Retrieval-Augmented Generation (RAG) is an architectural pattern that grounds language model responses in external knowledge by retrieving relevant documents at inference time and injecting them into the prompt before generation.

What the diagram shows

The diagram captures both the document ingestion pipeline (run offline or continuously) and the query pipeline (run on every user request):

Ingestion pipeline: 1. Source documents — web pages, PDFs, database exports, knowledge bases — enter the pipeline. 2. Documents are split into overlapping chunks small enough to fit within the embedding model's context window. 3. Each chunk is converted into a dense vector by an embedding model (see Embedding Generation Flow). 4. Vectors and their associated text payloads are written to a vector database (see Vector Database Query).
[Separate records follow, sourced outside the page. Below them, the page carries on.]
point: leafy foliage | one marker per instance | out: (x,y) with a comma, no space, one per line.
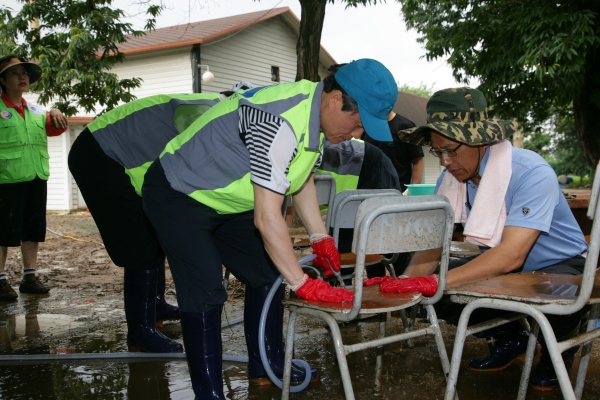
(422,90)
(538,141)
(76,44)
(531,57)
(566,149)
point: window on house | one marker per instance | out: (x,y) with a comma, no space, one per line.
(275,74)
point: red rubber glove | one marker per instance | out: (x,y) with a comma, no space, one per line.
(318,290)
(324,248)
(424,284)
(377,280)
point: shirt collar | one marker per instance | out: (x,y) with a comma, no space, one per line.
(483,162)
(9,102)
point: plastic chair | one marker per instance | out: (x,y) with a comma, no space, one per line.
(384,224)
(535,295)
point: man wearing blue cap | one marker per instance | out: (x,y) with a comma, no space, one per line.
(215,198)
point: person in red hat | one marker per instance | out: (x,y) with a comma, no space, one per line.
(24,170)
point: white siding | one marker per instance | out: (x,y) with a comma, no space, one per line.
(245,56)
(77,201)
(249,55)
(59,183)
(163,72)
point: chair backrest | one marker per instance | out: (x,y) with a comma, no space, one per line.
(325,185)
(591,262)
(342,212)
(395,224)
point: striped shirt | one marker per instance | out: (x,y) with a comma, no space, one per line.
(272,146)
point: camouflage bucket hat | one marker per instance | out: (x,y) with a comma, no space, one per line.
(460,114)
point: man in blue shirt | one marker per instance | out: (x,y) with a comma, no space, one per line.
(531,227)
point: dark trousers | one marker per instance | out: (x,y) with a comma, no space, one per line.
(23,212)
(561,324)
(127,233)
(198,242)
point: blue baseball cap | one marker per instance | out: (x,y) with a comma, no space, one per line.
(373,87)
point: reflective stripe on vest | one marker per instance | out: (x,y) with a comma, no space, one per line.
(135,133)
(23,144)
(343,161)
(210,163)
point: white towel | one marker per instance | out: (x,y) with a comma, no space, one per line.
(488,215)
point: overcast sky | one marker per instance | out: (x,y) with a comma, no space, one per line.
(365,32)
Query pipeline: 1. A user query arrives at the application. 2. The query is embedded using the same embedding model as the documents, producing a query vector. 3. The vector database returns the top-k most similar chunks via approximate nearest-neighbor search. 4. The retrieved chunks are assembled into a context window alongside the user's question. 5. An augmented prompt — system instructions + retrieved context + user query — is constructed and dispatched to the LLM (see LLM Request Flow). 6. The LLM generates a grounded response that cites information from the retrieved context.

Why this matters

RAG dramatically reduces hallucinations by giving the model accurate, up-to-date information at generation time, without requiring expensive fine-tuning. It also makes answers auditable — every claim can be traced back to a retrieved source chunk.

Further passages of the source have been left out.